Effects of adiponectin deficiency on responses to CL-316,243, A-769662 and adiponectin in mouse mesenteric arteries. Typical traces showing the hyperpolarizations induced by 10 μM CL-316,243 (CL), 5 μM A-769662 and 5 μg·mL−1 adiponectin in PVAT-intact, endothelium-denuded artery segments (no response to 10 μM ACh) from (A) control (wild-type C57BL/6J) or (B) adiponectin-deficient (Adipo−/−; B6.129-adipoqtm1Chan/J) mice. In (A) and (B), bolus doses of ACh, CL-316,243 or A-769662 were added to produce, transiently, concentrations of 10, 10 and 5 μM respectively. Flow was stopped (flow off) to minimize the quantity of adiponectin required. Note the complete absence of CL-316,243-induced hyperpolarizations in vessels from Adipo−/− mice whereas authentic adiponectin (5 μg·mL−1) still hyperpolarized the myocytes. Levcromakalim (LK 10 μM, an opener of myocyte ATP-sensitive K+ channels) was added to establish the K+ equilibrium potential. (C) Histograms comparing the mean membrane potential in artery segments from wild-type and adiponectin-deficient (Adipo−/−) mice before and after exposure to CL-316,243, A-769662 and adiponectin. Each point represents the mean ± SEM (n = 4).

Effects of AMPK inhibition in rat vessels using dorsomorphin

Following 30 min of pre-incubation with 1 μM dorsomorphin (an AMPK inhibitor; Zhou et al., 2001) and in its continued presence, rat myocytes became depolarized (-47.9 ± 0.5 mV, n = 4) relative to controls (–50.3 ± 0.4 mV, n = 8; P = 0.0033, unpaired Student's t-test) and often exhibited spontaneous spike discharges (Figure 3A). In the presence of dorsomorphin, mean hyperpolarizations to 5 μg·mL−1 adiponectin (2.6 ± 0.5 mV, n = 4) and to 5 μM A-769662 (2.4 ± 0.3 mV, n = 4) were markedly reduced (P < 0.001; compare Figures 1B,C & 3A), although in the same preparations the hyperpolarizations to 33 μM NS1619 (16.7 ± 0.9 mV, n = 4) were not significantly changed (see Figure 1C and related text above).
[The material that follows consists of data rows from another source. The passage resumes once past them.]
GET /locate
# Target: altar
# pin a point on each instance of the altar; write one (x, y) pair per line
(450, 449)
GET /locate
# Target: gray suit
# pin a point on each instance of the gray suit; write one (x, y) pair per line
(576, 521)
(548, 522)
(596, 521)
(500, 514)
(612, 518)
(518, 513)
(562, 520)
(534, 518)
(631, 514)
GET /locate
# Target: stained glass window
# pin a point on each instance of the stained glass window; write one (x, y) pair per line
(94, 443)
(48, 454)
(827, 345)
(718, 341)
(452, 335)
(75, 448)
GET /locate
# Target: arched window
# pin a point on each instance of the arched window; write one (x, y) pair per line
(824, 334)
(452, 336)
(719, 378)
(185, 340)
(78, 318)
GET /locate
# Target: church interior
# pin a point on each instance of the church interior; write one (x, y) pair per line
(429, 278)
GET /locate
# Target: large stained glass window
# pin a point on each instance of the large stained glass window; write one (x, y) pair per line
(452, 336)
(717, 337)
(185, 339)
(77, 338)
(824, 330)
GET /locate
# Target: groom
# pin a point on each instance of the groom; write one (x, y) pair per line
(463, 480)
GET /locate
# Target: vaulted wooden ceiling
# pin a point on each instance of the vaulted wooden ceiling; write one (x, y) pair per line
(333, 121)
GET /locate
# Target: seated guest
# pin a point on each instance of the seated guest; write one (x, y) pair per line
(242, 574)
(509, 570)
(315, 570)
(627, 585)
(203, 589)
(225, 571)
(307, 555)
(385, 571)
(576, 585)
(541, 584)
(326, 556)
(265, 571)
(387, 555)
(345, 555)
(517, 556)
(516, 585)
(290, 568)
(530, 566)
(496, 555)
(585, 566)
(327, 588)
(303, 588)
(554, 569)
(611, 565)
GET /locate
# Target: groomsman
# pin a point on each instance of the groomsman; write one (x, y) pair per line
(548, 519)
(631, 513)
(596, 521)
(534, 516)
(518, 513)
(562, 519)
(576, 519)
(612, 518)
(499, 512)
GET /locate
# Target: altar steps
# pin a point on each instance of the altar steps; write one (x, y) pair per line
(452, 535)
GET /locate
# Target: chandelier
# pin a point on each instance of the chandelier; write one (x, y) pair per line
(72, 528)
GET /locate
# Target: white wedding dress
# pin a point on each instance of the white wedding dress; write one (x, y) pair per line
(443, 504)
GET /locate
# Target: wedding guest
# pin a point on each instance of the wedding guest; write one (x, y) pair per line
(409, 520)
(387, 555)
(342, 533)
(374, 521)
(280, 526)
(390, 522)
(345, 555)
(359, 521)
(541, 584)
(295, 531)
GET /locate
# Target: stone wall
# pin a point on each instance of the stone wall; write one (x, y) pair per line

Responses to 10 μM CL-316,243 in the presence of PVAT (2.0 ± 0.3 mV, n = 4) were similarly reduced by dorsomorphin (P < 0.001; Figure 3B).

Figure 3.

Figure 3

Typical recordings showing the effect of the AMPK inhibitor dorsomorphin on membrane potential in rat mesenteric arteries in the absence of the endothelium (no response to 10 μM ACh). (A) In the absence of PVAT (no PVAT), 30 min of prior exposure to 1 μM dorsomorphin inhibited responses both to 5 μM A-769662 and to 5 mg·mL−1 adiponectin, but not those to 33 μM NS1619. (B) In the presence of PVAT (+ PVAT), dorsomorphin inhibited hyperpolarizations to 10 μM CL-316,243 (CL) but not those to the BKCa channel opener NS1619. In (A), flow was stopped (flow off) to minimize the quantity of adiponectin required; in (B) the tissue was constantly superfused with Krebs to which bolus doses of the drugs were added as previously described.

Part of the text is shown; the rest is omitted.